'They're not needed': Postmaster General tells Senate he has no intention of returning mail sorting machines
In testimony before the Senate Homeland Security and Governmental Affairs Committee on Friday, Postmaster General Louis DeJoy told lawmakers that he has "no intention" of returning or replacing mail-sorting machines that have been removed from post offices across the nation.
Questioned on the machine removals by Sen.

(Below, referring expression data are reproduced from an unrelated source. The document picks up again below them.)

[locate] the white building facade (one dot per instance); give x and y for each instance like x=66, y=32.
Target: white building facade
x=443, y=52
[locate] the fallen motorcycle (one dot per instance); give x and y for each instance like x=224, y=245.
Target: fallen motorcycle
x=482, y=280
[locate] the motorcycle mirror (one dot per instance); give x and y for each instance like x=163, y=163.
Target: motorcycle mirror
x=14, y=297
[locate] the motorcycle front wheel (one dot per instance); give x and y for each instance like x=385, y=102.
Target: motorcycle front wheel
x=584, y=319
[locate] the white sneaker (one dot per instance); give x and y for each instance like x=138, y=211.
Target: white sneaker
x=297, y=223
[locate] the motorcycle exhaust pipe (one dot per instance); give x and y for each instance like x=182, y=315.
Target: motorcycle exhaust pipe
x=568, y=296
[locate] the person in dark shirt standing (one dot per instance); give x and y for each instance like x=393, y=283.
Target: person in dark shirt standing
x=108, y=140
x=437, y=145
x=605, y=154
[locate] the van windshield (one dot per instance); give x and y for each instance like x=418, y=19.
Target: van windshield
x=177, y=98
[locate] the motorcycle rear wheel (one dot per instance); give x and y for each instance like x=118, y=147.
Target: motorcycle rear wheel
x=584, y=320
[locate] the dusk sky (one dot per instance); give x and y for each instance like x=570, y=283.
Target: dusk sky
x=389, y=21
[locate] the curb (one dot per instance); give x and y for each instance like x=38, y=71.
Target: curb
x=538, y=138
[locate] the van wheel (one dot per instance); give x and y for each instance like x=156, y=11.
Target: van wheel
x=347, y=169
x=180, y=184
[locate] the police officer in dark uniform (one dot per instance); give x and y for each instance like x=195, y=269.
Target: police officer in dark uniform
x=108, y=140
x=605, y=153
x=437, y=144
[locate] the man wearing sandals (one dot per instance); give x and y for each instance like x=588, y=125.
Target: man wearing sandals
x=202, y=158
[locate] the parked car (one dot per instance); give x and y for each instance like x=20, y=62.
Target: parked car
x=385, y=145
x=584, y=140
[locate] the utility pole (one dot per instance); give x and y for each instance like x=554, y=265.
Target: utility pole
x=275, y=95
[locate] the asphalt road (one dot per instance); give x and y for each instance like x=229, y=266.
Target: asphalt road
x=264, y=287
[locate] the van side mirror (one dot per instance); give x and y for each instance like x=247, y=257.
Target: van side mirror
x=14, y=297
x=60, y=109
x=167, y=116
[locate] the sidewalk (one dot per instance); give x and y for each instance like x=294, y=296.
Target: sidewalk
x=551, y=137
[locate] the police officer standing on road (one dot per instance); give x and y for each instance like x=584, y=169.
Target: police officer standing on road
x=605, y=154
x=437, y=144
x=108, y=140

Gary Peters (D-Mich.), DeJoy—a Trump megadonor who has no prior experience working for the U.S. Postal Service—said, "They're not needed, sir."
According to the American Postal Workers Union, the U.S. Postal Service under DeJoy's leadership was moving to decommission more than 670 sorting machines around the country before the postmaster general vowed to suspend his operational changes earlier this week.
Iowa Postal Workers Union President Kimberly Karol—a 30-year Postal Service veteran—told NPR last week that the removal of mail-sorting machines "hinders our ability to process mail in the way that we had in the past."
Postmaster General Louis DeJoy is set to testify Friday before the Republican-controlled Senate Homeland Security and Governmental Affairs Committee in the wake of startling new revelations surrounding the process that led to his appointment as well as fresh details on his plans for a massive post-election overhaul of mail operations.
Earlier this week, as Common Dreams reported, DeJoy vowed to suspend—but not reverse—his policy changes at the U.S. Postal Service that caused massive package backlogs across the country and threatened the timely delivery of mail-in ballots.
According to the Washington Post, DeJoy "has mapped out far more sweeping changes to the U.S. Postal Service than previously disclosed, considering actions that could lead to slower mail delivery in parts of the country and higher prices for some mail services."
"The plans under consideration, described by four people familiar with Postal Service discussions, would come after the election and touch on all corners of the agency's work," the Post reported. "They include raising package rates, particularly when delivering the last mile on behalf of big retailers; setting higher prices for service in Alaska, Hawaii, and Puerto Rico; curbing discounts for nonprofits; requiring election ballots to use first-class postage; and leasing space in Postal Service facilities to other government agencies and companies."